I picked Blindsight up thinking I’d be reading an immersive sci-fi story. At least I got the immersive part right. I guess it is, technically, also a sci-fi story in so much that the plot takes place in space, but labelling this book as sci-fi would be doing it a disservice.
This really is a heavy book, and keeping up with it is tough. Normally I put this down to lazy/pretentious writing and/or bad storytelling, but in this case it turns out to be more of a mutual agreement between the book and the reader. Yes, you have to struggle to get your head around it, but once your head is around it you realise that the struggle really was the only way to get where the book needed you to be. There is no black or white in this book, no simple characters, no easy answers. The characters are a collection of beings who are all very different, not only from each other, but also from what they once were, and what others may think they should be. The reader only ever sees these characters through the eyes of the narrator, Siri, who should in theory be the most reliable storyteller available. But is he?
So many things are explored in this book, and there are trains of thought that are ethically, emotionally and (for me at least) intellectually challenging. Several times I had to re-read segments, not because I had missed something, but because I just hadn’t understood the point or the impact of what I just read. And when I did finally understand, that didn’t always make me less confused or unsure of what was going on. This is a book that will keep you guessing and keep you thinking, not only about what is happening in the book, but also about things that go beyond the book itself.
In the end I have no idea whether I’d call Blindsight an inaccessible sci-fi story, or a somewhat accessible work of philosophy. I’m also not sure whether I liked it, or whether I loved it. The sci-fi in this book is solid, but is overshadowed by the great number of thought-inspiring avenues this book ventures into. I can’t help but think I might have liked to go a bit further down some of these avenues, not to see them be resolved, but just to explore them a bit more. On the other hand, it’s possible that the book very consciously stopped just short of where I would have liked it to go, and instead of “simply” being able to think about things, I also have to continue guessing as to what exactly the author wanted to make me think about.

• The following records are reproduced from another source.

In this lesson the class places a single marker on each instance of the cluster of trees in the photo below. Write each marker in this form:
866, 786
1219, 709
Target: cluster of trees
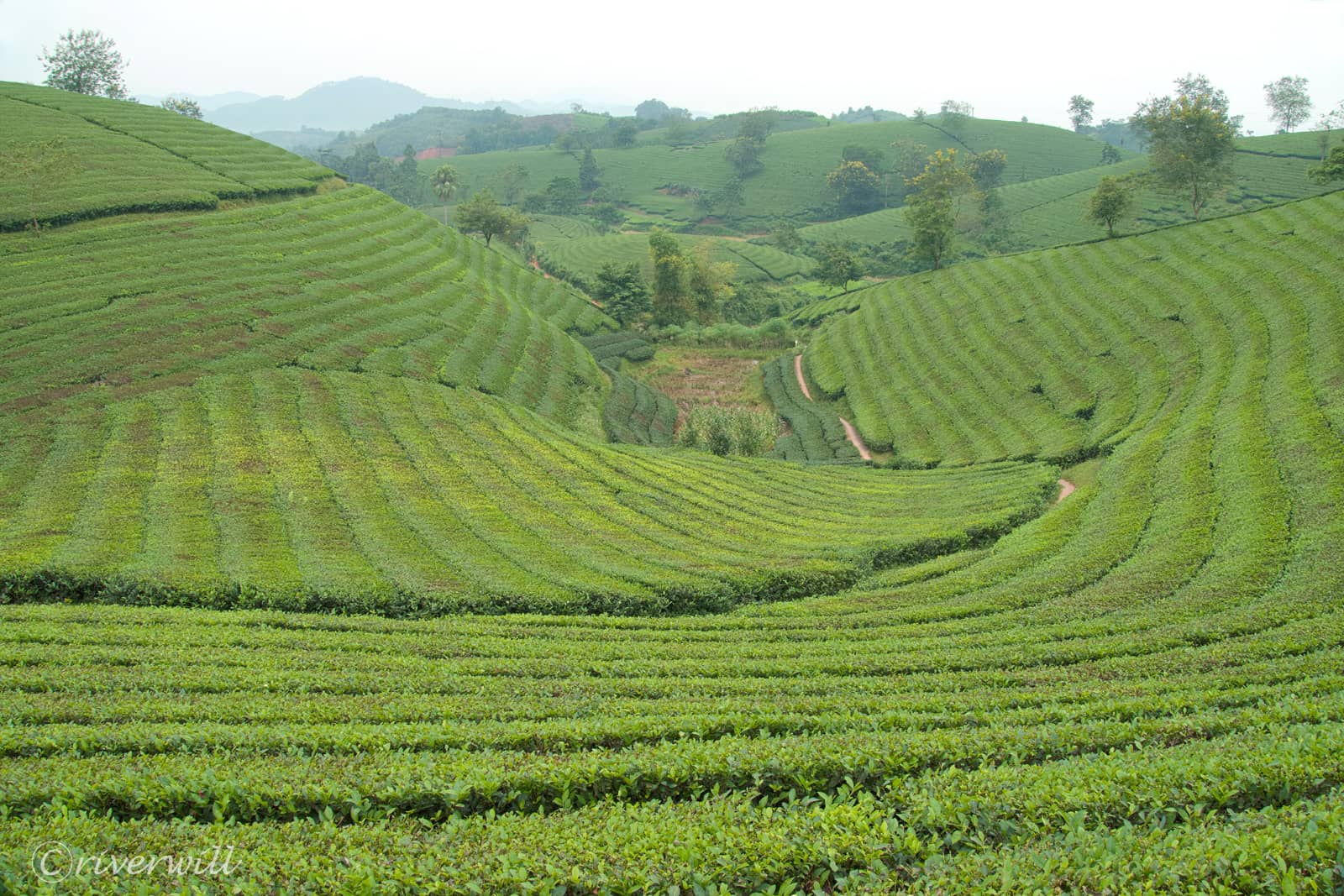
687, 286
400, 179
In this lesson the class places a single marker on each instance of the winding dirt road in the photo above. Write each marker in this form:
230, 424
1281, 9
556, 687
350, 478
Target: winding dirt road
853, 434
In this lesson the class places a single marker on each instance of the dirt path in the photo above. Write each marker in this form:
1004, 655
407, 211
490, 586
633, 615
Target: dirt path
853, 434
803, 382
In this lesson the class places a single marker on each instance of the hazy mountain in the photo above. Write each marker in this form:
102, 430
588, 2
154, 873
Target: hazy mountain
336, 105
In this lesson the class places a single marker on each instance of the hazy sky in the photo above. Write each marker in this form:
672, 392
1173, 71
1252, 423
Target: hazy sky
1008, 60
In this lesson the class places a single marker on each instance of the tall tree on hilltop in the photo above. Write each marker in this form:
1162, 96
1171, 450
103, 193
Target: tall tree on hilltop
87, 62
1079, 110
484, 215
671, 280
445, 181
1109, 203
932, 208
1189, 139
1289, 102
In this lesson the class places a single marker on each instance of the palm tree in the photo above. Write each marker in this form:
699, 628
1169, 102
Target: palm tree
445, 181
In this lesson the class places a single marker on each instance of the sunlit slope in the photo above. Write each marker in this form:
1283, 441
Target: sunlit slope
792, 183
129, 157
585, 255
1053, 211
1053, 354
296, 490
349, 280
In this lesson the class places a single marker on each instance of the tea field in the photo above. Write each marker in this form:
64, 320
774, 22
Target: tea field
1053, 211
260, 464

It feels wrong to say that I enjoyed this book, but I’m very happy to have read it. The feeling Blindsight gave me is comparable to that of working on a very complex problem: solving it can be frustrating, but once it’s solved I feel great. Having finished this book I feel like I’ve almost worked through most of the problem, but without the satisfaction of having resolved it.
Which, considering the book itself, seems about right.